Но в человеческом поведении Рябинин давно отказался от слова «пустяк», потому что в нём, в человеческом поведении, пустяков не было. Поведение человека организовано так же чётко, как и его организм, — ничего лишнего; поведение человека так же чётко отражает его личность, как разные температуры, давления и пульсы — его здоровье. Ненацеленный взгляд, почёсывание макушки, скраденная улыбка, ковыряние в носу или шевеление пальцами нам ничего не говорят, потому что мы их не понимаем, потому что они нас не интересуют. Но мы всматриваемся при помощи лупы в часики — нужно чинить, всматриваемся телескопами в небо — там космос, под электронным микроскопом изучаем структуру материи — это наука, это интересно… А почему человек усмехнулся невпопад, разве неинтересно? А почему человек…

Директор универмага вытащил из кармана пилку, почистил один ноготь и спрятал её обратно. Нет, не так: не вытащил, не почистил и не спрятал. Он извлёк её лёгким, почти незаметным движением, как фокусник материализует из воздуха только что сгоревший платок. Провёл по ногтю, едва коснувшись, а может, и не коснулся, автоматически выполнив движение. Затем сделал рукой мах, как ею всплеснул, — и пилка пропала. Рябинин был почти уверен, что директор проделал всё бессознательно, и скажи ему сейчас об этой пилке, он удивился бы. Но почему проделал и какой был смысл в этом автоматизме? Рябинин не знал.

Ходить с пилкой в кармане… Пустяки говорили лишь о поведении. Но пустяшное поведение уже говорило и о пустяшной жизни. Мужчина же, в чём Рябинин не сомневался, должен жить на свете для крупных дел.

Или окраска волос, укладка… Хочется быть красивым. Но разве красота мужчины во внешности?

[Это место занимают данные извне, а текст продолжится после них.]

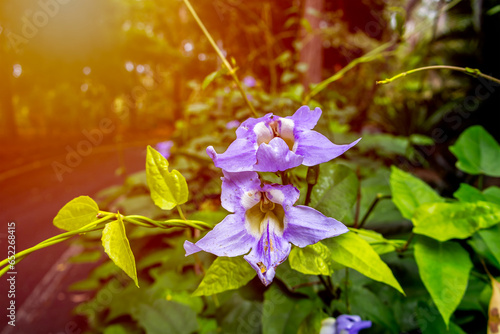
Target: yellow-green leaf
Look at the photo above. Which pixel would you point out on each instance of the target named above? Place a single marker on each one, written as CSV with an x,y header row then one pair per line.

Или эти зонтики. Как приятно подставить лицо каплям и кожей ощутить прикосновение природы, по которой мы неосознанно тоскуем, — ощутить здесь, в городе, вдалеке от полей и лесов. Зачем же зонтик? Равнодушие к природе, нежизнелюбие или одежду берегут. Если мужчина боится капель, то не испугается ли он потока? Впрочем, для потока ему выдадут спецодежду…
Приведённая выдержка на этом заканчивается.